There is something quite unusual about this though as a work of history, since while this subject is 45 years old, it is quite unclear how to evaluate its significance as science (arguments seem to still rage about this…). I can’t think of any other topic in modern science which has been the subject of such intense activity, with no one sure of how to evaluate it nearly a half century later. More succinctly, is this the history of a brilliant insight into the physical world or is it the history of a misguided failure? In the introduction Rickles worries that historians of science will find it too “Whiggish”, but maybe more of a problem is not knowing what the right final end-point will be. To a large degree Rickles adopts the point of view of many prominent string theorists, that this is a success story, whatever its problems might seem to be. My own point of view is different of course, and I’d claim that in recent years the viewpoint of the physics community as a whole has shifted, with this looking less and less like a success story and more and more like something else.

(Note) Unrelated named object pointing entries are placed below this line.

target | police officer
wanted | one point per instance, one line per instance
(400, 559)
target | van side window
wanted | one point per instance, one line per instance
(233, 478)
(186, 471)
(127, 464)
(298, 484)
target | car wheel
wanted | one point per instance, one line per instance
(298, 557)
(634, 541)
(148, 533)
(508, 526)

I can’t do justice to all that’s in the book, but for personal reasons I do want to focus on one part of the story and how Rickles treats it, one where I have a significant disagreement with him, and one that points out well the basic problem faced by this kind of history. The issue is the 1984 “First Superstring Revolution”, generally dated to the Green-Schwarz anomaly cancellation calculation of that summer. Rickles does a good job of explaining the background of this. He emphasizes that this didn’t come out of nowhere, that the issue of the problems posed by such chiral anomalies had been identified by Witten and others as of great importance in constructing unified theories.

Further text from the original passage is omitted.